Moreover, not all instances of Array implement IList<T> - only arrays with a single dimension do:

Array x = new int[5];
Console.WriteLine(x.GetType().GetInterface("IList`1") != null); // True
Array y = new int[5,5];
Console.WriteLine(y.GetType().GetInterface("IList`1") != null); // False

All of the above prevents the compiler from accessing IList<T> methods, including the indexer, without an explicit cast.

Upvotes: 3

Philipp Munin
Philipp Munin

Reputation: 5903

Short answer:

System.Array is a base class for N-D arrays (not only 1-D), that's why 1-D indexer (object this[i]{get;set;}) cannot be a base member.

Long answer:

If you let's say create 2-dimensional array and try to access it's IList indexer:

Array a;
a=Array.CreateInstance(typeof(char), 1,1);
(a as IList)[0]='a';

You will get not supported exception.

Good question would be:

Why System.Array implement IList and IEnumerable while most of its implementation will throw NotSupportedException for non 1-D array??

One more interesting thing to mention. Technically non of the arrays have class-indexer internally in classic meaning. Classic meaning of Indexer is a property "Item" + get(+set) method(s). If you go deep to reflection you will see that typeof(string[]) does not have indexer property and it only has 2 methods Get and Set - those method declared in string[] class (not in base class, unlike Array.SetValue, Array.GetValue) and they are used for compile-time indexing.

Upvotes: 2

svick
svick

Reputation: 244837

I think one reason why Array doesn't implement that indexer directly is because all the specific array types (like char[]) derive from Array.

What this means is that code like this would be legal:

char[] array = new char[10];
array[0] = new object();

Code like this shouldn't be legal, because it's not type-safe. The following is legal and throws an exception:

char[] array = new char[10];
array.SetValue(new object(), 0);

But SetValue() is not normally used, so this is not a big problem.

Upvotes: 4

Servy
Servy

Reputation: 203833

Array can't have an indexer because it needs to be able to represent an array with any number of dimensions. The indexer for a two dimensional array has a different signature than for a one dimensional array.

If an indexer was provided and used on an Array that represented a two dimensional array what should happen?

The solution that the language designers choose was to just not include an indexer at all.
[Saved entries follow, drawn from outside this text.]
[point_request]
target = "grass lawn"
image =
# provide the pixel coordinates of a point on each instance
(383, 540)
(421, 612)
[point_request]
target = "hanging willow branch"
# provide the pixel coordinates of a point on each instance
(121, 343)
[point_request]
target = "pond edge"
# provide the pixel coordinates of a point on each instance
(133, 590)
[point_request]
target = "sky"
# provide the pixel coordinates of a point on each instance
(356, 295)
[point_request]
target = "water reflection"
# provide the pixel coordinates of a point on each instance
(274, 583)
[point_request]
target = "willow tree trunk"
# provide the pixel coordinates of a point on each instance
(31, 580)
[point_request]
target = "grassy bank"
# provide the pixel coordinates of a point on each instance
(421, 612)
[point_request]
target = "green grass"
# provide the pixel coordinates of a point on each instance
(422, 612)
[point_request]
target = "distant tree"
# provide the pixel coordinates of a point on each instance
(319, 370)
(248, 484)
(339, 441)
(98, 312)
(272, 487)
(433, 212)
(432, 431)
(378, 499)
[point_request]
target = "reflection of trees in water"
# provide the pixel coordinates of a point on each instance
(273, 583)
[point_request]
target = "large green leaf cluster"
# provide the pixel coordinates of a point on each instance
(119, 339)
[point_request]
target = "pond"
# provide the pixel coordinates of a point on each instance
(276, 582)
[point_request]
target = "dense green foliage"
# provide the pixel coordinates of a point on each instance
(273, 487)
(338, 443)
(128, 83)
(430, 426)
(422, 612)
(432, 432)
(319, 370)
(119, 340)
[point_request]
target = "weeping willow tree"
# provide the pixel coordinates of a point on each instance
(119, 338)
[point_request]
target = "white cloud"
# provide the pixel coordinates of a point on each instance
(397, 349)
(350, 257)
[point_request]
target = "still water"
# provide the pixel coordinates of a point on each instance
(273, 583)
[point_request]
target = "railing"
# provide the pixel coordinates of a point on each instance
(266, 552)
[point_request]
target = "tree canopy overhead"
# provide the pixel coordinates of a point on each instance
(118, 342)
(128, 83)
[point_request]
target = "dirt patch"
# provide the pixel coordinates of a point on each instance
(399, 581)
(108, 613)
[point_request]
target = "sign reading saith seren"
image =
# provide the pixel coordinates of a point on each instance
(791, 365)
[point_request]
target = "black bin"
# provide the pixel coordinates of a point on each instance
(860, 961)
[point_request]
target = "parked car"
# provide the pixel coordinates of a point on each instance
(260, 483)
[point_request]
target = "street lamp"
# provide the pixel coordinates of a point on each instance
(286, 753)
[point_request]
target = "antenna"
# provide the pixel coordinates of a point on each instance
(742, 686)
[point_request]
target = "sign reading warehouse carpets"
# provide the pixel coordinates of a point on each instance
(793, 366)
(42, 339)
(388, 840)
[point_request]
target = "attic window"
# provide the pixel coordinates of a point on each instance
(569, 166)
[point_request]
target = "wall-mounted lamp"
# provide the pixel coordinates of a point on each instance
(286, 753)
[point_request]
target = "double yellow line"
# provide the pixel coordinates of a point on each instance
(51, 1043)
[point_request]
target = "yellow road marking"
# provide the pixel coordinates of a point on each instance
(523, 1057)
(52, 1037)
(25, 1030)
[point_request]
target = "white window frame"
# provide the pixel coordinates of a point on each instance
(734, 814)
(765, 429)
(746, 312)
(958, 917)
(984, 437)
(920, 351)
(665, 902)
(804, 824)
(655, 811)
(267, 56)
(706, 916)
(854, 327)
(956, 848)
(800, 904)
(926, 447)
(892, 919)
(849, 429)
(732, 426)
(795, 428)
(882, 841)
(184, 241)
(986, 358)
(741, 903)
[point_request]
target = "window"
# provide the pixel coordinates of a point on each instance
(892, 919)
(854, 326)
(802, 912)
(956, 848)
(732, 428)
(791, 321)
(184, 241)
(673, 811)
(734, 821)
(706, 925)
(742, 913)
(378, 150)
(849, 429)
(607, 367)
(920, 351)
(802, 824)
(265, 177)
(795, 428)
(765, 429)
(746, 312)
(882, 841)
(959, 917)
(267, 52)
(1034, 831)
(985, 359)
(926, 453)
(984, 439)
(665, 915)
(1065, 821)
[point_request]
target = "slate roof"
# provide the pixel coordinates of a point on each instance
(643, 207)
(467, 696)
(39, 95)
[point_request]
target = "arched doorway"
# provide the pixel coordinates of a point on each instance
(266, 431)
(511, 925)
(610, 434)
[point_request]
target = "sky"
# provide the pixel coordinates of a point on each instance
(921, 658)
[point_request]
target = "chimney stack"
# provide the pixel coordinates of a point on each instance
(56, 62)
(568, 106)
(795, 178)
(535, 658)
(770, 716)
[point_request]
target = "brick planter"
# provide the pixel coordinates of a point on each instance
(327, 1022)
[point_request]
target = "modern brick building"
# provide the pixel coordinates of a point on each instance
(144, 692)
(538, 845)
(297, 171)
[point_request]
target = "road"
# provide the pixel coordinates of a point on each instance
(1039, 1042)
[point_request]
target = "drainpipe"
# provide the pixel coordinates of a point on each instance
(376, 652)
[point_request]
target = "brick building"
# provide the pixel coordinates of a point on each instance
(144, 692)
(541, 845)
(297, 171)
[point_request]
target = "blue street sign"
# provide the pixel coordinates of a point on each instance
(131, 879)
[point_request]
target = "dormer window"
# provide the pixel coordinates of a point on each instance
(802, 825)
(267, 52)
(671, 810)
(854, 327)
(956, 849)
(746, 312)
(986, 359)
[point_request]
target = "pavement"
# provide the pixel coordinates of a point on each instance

If you know that your ToArray method will always return a one dimensional array then consider using:

public static T[] ToArray<T>(this T source); 

That will have an indexer.

If the elements in the array will not all be of type T then you can return an object[]:

public static object[] ToArray<T>(this T source); 

Upvotes: 20

Dinah
Dinah

Reputation: 54017

a as IList is (basically) casting. So just cast it first:

char[] a = (char[])Array.CreateInstance(typeof(char), 1);
a[0] = 'a';

Edit: the reason is: because the interface for Array simply doesn't define an indexer. It uses SetValue(Object, Int32) and Object GetValue(Int32). Notice the ominous Object stuff in there. Array isn't type specific; it's built for the lowest common denominator: Object. It could have just as easily defined an indexer, but in practice you'd still have the un/boxing problem.